Cava or Prosecco?
Well the Italians do make nice cars, have great fashion and their food is delicious, but we prefer 3ply over 2ply and that is why we drink Cava and not Prosecco.
Here is our reasoning…
When it comes to the world of bubbles, there are 4 styles: Champagne, Cava, Prosecco and because we’re in Australia, Sparkling wine. The first 3 is not just in the name but the region where they are made. Because of this, Australian Sparkling is our last choice, and as much as we love Champagne, we’re choosing a wine that is affordable and a weekday friendly.
This brings us to Cava & Prosecco, one is from Spain and the other from Italy.
Besides the Terroir and grapes used, the difference lies largely in the wine-making process.
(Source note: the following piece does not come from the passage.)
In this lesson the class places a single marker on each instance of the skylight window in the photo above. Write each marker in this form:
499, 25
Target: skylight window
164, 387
Cava uses the Traditional or Champagne Method, whereas Prosecco relies on the Charmat Method, where the secondary fermentation of the wine takes place in stainless tanks and not in the bottle.
Traditional Method produces higher-quality sparkling wines, as there is an added layer of complexity, texture and creaminess. Charmat Method is the cheaper and less expensive method and often these wines can be pumped out in less than 2 months. The minimum time in the bottle for Cava is 12 months.
We prefer to drink and spend our money on better quality and tasting wines and this is why we choose Cava over Prosecco any day of the week, and so should you!